One-Dimensional Ampere

We continue with our discussion of Ampere's force, and consider the special case where the current elements are all pairwise parallel and colinear. In otherwords we assume the current elements belong the a line $\ell$ in $\bf{R}^3$. For simplicity we consider the current elements belonging to the $z$-axis.

The state of a current element on the $z$-axis is then represented by a real-valued function $v(x)$ representing the velocity of the current element. Likewise we interpret $|v(x)|$ as the intensity of the current element. Ampere's force law in the one-dimensional case then becomes:

$$F_{y ~\text{on}~x} =|v(x)|~|v(y)|~v(x)~v(y) ~\nabla_1 (\frac{1}{r}) . $$

If we integrate the force $F$ over the entire line we obtain $$F_{\text{current on}~ x} = |v(x)|~ v(x) ~[ \nabla_1 \cdot \int dy~ \frac{|v(y)| v(y)}{x-y} ]. $$

The hypothesis of the force being balanced on the line is equivalent to the vanishing $$\nabla_1 ~ \int dy \frac{|v(y)|~ v(y)}{x-y}=\frac{d}{dx} ~\int dy \frac{|v(y)|~ v(y)}{x-y}=0 .$$ Equivalently, the force is balanced if the integral $$H(v)(x)=h(x):=\int_{-\infty}^{+\infty} dy~\frac{|v(y)|~ v(y)}{x-y} $$ is a constant function of $x$ wherever $v(x) \neq 0$.

N.B. The integral defining $H(v)$ is taken over the entire real line. We observe that there is no absolute value sign on the denominator $x-y$. This is to include the direction of $\hat{r}$ in the original Ampere law.

Our definition of $H$ is Hilbert's singular integral transform for real-valued functions. Strictly speaking, the singular integral does not always integrate to a finite number. In the literature, the integral is frequently replaced with a Cauchy principal value. This is related to the function $\frac{1}{y}$ being not absolutely integrable on the real line. However there is sufficient cancellation in the integral to obtain a well-defined principal value.

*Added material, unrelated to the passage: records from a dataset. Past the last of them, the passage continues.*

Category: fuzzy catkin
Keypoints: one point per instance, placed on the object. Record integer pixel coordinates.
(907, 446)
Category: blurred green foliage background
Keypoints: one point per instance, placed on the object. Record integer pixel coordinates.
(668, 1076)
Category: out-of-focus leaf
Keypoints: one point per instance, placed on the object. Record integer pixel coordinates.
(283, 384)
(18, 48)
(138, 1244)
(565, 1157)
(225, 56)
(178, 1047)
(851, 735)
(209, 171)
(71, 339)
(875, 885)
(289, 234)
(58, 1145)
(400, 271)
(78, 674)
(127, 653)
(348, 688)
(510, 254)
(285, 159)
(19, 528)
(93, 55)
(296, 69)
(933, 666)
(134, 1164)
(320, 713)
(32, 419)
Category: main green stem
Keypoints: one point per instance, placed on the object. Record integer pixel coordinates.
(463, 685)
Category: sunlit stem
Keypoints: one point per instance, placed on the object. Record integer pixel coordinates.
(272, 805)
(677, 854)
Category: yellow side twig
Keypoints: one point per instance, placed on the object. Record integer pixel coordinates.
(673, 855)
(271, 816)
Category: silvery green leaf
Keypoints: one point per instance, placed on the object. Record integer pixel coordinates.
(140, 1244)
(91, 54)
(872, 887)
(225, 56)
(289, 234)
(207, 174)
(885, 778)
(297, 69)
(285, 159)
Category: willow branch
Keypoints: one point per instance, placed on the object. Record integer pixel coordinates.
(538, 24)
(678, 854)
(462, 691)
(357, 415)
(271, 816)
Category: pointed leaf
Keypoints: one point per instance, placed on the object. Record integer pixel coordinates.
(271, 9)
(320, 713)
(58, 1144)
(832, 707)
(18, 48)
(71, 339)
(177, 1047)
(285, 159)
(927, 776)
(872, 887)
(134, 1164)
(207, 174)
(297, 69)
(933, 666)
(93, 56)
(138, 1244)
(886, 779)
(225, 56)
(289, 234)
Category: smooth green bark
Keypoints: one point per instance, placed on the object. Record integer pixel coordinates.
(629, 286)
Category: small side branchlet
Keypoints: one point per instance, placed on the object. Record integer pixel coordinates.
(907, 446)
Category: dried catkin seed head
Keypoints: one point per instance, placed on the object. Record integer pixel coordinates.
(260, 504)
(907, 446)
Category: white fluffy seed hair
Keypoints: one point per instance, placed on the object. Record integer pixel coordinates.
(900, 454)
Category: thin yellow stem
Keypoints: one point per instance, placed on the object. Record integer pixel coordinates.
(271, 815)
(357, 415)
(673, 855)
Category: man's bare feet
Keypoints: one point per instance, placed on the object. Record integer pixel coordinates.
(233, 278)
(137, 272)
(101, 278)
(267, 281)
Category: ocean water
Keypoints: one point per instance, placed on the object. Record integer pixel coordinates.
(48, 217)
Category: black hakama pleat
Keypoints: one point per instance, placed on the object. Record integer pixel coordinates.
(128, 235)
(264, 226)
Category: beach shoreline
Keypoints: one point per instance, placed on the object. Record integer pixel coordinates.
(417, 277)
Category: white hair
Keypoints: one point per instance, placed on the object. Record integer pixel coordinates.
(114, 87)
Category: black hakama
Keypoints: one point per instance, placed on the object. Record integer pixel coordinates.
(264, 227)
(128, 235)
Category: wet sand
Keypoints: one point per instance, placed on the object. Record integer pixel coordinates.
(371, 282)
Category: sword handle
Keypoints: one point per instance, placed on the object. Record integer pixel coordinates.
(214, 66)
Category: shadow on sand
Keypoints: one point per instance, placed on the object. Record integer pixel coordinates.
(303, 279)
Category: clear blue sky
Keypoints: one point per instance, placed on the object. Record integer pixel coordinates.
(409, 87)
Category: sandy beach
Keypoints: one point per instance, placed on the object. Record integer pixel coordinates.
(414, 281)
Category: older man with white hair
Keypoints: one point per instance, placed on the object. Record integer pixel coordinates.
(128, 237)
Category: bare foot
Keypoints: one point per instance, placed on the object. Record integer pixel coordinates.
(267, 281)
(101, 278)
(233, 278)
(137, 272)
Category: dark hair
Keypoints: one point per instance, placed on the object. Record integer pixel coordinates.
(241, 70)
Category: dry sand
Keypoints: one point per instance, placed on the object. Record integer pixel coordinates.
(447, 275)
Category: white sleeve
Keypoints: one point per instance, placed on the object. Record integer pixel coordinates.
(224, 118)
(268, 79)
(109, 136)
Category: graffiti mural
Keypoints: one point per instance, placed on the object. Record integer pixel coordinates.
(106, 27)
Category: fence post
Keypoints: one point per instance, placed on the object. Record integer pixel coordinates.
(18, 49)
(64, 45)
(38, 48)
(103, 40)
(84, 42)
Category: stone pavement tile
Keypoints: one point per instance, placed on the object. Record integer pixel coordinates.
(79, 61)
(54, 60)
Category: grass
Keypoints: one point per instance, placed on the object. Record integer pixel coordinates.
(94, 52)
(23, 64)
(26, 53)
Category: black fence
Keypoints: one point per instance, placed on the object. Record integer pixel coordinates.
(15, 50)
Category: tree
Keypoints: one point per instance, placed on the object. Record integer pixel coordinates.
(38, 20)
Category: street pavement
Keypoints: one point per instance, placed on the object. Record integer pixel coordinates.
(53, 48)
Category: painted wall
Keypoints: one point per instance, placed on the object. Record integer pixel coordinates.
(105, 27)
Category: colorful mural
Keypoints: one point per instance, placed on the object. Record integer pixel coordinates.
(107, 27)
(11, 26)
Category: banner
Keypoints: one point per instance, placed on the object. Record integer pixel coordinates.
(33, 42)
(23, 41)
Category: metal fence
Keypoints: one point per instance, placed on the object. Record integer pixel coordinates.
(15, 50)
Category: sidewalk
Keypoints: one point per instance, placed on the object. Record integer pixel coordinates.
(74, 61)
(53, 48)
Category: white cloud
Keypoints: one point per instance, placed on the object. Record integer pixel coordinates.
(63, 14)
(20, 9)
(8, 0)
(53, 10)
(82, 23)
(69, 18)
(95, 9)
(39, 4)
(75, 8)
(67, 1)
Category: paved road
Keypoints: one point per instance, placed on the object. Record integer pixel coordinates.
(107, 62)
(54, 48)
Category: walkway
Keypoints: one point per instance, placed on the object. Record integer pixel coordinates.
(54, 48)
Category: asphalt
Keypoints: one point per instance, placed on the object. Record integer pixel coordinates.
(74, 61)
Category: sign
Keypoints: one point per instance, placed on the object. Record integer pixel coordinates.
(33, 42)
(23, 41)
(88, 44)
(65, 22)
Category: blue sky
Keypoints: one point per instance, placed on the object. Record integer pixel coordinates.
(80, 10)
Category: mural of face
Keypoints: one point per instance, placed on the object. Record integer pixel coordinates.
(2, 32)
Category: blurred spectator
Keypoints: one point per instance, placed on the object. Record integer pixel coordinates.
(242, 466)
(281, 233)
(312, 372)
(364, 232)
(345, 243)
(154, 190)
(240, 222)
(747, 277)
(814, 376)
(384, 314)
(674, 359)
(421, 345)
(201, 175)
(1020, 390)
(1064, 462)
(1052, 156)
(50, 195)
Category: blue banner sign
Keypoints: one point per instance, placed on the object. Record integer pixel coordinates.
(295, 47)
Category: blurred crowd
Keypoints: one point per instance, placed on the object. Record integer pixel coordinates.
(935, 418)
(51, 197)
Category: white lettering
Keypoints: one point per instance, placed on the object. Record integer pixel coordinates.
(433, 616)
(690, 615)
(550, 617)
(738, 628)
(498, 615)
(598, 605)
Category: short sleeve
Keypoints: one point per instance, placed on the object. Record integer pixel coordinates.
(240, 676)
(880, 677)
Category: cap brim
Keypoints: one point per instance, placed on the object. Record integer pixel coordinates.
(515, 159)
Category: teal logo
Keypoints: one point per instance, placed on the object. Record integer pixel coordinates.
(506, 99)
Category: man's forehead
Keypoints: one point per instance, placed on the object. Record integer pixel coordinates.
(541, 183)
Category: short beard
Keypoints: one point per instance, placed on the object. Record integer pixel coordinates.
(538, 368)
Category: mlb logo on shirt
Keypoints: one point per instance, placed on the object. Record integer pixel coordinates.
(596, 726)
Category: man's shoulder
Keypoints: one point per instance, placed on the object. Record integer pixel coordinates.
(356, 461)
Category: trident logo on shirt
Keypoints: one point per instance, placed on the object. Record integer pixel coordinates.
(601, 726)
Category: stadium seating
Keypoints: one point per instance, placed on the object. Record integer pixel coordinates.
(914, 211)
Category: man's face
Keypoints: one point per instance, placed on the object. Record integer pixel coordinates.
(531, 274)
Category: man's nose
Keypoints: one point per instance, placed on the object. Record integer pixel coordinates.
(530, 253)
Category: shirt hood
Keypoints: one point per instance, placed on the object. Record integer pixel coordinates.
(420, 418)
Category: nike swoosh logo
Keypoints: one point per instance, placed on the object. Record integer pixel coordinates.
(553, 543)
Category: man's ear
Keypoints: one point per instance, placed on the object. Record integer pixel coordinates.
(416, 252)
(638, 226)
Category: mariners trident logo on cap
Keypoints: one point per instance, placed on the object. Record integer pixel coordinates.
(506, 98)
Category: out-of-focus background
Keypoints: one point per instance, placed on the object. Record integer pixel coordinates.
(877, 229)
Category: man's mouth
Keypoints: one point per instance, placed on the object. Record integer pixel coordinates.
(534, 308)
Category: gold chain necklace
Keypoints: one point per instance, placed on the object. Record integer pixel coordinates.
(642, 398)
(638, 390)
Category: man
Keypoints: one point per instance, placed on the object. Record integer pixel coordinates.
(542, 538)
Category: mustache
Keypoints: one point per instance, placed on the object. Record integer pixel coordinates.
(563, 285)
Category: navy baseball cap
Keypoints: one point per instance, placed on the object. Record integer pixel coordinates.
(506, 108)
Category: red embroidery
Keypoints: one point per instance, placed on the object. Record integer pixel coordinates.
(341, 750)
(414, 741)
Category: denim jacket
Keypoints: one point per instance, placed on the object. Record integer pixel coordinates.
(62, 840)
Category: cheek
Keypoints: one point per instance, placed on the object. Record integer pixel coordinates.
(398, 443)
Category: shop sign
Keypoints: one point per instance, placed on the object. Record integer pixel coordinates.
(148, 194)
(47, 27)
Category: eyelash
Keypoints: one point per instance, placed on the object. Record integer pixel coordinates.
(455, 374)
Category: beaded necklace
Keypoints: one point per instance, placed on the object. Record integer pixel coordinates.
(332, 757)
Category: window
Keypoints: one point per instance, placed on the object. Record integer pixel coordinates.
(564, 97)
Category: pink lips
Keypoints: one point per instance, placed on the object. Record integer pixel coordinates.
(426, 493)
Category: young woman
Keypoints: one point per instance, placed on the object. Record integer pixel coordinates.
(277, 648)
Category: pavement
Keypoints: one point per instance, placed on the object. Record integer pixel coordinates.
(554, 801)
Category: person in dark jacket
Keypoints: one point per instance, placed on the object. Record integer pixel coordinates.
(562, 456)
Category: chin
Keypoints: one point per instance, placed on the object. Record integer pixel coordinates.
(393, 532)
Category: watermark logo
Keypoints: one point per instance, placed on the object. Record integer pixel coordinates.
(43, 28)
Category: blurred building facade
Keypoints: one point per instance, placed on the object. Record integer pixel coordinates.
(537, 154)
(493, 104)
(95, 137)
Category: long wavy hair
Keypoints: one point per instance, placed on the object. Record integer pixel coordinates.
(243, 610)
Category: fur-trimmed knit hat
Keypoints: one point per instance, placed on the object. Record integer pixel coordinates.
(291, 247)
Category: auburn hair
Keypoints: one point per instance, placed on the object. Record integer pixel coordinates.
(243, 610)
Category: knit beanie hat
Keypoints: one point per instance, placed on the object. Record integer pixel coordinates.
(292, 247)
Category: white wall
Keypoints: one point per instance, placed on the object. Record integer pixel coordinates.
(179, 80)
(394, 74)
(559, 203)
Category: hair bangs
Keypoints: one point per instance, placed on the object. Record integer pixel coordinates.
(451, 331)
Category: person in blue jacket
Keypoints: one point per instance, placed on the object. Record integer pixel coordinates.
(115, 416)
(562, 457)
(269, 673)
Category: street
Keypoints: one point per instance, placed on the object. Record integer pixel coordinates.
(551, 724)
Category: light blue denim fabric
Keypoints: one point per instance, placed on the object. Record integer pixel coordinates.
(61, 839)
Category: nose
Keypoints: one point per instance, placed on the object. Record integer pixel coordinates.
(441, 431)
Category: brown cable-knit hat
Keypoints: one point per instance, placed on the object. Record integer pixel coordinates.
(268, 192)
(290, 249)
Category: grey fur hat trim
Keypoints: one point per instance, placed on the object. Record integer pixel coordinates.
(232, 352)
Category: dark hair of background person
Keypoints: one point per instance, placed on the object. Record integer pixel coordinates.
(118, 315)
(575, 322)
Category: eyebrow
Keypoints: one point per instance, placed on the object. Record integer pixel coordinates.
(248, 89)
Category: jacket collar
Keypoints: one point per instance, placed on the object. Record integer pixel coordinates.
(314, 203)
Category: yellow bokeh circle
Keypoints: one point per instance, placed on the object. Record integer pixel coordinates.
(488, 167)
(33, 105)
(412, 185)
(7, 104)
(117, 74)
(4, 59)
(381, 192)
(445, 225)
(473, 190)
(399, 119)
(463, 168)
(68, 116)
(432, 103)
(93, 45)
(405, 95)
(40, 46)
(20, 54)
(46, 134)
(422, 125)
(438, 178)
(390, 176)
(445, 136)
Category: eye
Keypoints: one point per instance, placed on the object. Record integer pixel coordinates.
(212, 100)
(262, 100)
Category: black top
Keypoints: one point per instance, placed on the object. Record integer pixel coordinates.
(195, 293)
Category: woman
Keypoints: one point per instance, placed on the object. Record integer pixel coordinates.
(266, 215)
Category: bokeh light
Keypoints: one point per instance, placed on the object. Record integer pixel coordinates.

If the current $v$ is everywhere constant, then symmetry shows the integral $H(v)$ is identically zero, and therefore the total force $F$ of the current is everywhere zero. Therefore we find $v=constant$ is a solution to the balance equation.

N.B. Most discussion of the Hilbert transform is restricted to square-integrable functions on the line $L^2(\bf{R})$. On $L^2$ one finds the Hilbert transform defines a unitary operator and is an anti-involution, satisfying $H\circ H=-Id$. However the only $L^2$ constant function is the zero function.

Question: Are there any time-independant solutions to the balance equation, i.e. does there exist nonconstant $v\in L^\infty(\bf{R})$ with $H(v)$ constant?

Question: Can we find time-dependant solutions to the balance equation? I.e. find functions $v_t \in L^\infty$ such that $H(v_t)$ is constant for all time $t$.

Remark. The Hilbert transform (modulo homothety) is the only singular operator in one-dimensions which commutes with the affine translation and affine dilatation. This corresponds to the Ampere force commuting with the affine change of variables $x\mapsto ax+b$. Since Ampere's force is relational, it seems proper that the corresponding Hilbert transform also possess these same properties.

Remark. It appears that the only Borel-Radon measures $\mu$ on the real line $\bf{R}$ which have a constant Hilbert transform $H(\mu)=c$ are the uniform measures $\mu=const.dy$. If this remains true, then we identify the kernel of $H\circ H$ with the uniform measures on $\bf{R}$.